That does not diminish the engineer’s role. It increases the engineer’s leverage.
The infrastructure sector faces a structural capacity problem. There is too much infrastructure to build, maintain, upgrade, harden, and decarbonize, and not enough engineering time to do it all manually. If AI agents can absorb repetitive modeling, checking, extraction, comparison, and optimization tasks, engineers can spend more time on judgment, coordination, resilience, quality review, and design tradeoffs.
That is the right division of labor: AI handles the tedious work, software handles the engineering math, and engineers handle professional judgment.
Bigger Than One STAAD Feature
Bentley’s STAAD MCP server is more than a product feature. It signals where AI in engineering has to go: away from generic generation and toward disciplined, software-grounded automation inside mission-critical professional workflows.
This also points to a broader platform shift. If AI agents increasingly consume application functionality on behalf of users, software value will move beyond interface usage toward API-mediated, agent-driven execution. AI agents will not just summarize what software does. They will increasingly operate the software.
That shift will affect engineering software, supply chain platforms, industrial automation systems, and enterprise applications. It will change integration, licensing, governance, observability, and user experience.
The lesson is not that every engineering task should be handed to AI. The lesson is that trustworthy AI in technical domains requires grounding. It needs validated tools, structured data, domain constraints, approval workflows, and human accountability.
That is what makes Bentley’s MCP work notable. It is not AI for novelty. It is AI designed around the actual requirements of engineering practice.
MCP servers may become one of the key bridges between generative AI and real-world industrial work.
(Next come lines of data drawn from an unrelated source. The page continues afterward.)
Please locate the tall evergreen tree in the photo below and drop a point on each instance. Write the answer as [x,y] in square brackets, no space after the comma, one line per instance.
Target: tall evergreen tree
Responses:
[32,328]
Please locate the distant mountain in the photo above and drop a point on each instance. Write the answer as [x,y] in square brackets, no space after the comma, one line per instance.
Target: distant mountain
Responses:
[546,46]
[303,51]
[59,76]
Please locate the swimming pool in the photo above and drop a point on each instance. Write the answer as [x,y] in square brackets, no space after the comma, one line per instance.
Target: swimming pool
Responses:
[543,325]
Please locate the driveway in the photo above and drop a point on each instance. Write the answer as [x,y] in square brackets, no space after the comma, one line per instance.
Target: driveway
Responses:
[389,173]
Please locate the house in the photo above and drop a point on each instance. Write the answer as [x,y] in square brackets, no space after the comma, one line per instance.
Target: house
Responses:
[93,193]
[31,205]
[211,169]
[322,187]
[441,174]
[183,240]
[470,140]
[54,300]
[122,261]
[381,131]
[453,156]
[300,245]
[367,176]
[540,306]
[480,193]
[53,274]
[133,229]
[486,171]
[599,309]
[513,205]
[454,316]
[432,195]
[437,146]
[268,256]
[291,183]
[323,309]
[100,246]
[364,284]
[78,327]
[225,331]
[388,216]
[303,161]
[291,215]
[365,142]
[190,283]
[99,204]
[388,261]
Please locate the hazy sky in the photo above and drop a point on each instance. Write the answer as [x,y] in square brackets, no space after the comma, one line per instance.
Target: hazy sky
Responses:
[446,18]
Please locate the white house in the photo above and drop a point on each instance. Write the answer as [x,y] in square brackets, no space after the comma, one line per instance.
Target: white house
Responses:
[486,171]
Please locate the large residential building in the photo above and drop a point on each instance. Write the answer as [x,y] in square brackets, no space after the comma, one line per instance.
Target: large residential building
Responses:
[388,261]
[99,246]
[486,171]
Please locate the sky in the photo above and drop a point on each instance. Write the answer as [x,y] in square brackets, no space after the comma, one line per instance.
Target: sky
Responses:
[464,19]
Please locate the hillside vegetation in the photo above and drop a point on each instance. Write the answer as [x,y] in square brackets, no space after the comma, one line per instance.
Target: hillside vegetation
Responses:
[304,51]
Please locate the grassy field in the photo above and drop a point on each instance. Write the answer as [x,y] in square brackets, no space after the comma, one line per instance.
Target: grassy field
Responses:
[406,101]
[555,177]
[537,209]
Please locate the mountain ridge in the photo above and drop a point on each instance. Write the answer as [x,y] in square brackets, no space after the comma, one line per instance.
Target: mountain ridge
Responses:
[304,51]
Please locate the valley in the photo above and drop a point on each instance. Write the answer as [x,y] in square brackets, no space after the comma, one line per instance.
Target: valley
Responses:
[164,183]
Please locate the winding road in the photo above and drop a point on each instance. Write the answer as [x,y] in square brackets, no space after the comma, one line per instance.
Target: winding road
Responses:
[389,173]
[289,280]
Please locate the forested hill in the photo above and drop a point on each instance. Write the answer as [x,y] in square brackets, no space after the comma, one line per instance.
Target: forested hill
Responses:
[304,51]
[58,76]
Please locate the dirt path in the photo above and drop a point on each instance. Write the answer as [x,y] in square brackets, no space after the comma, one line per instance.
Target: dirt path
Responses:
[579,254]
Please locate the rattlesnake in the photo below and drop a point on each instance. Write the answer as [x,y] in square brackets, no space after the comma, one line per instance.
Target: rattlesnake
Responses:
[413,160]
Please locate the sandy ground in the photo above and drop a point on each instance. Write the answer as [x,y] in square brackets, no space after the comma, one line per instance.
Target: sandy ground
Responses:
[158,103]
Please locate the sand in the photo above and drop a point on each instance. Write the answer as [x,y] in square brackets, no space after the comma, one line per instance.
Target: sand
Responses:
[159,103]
Bentley’s entry into this space shows what that bridge can look like when the domain is too important for hallucination.
In civil engineering, the future of AI will not be creative approximation. It will be disciplined automation, grounded in validated, secure software and governed by professional engineers.
The post Bentley’s MCP Server Shows How AI Can Work in Engineering Without Guessing appeared first on Logistics Viewpoints.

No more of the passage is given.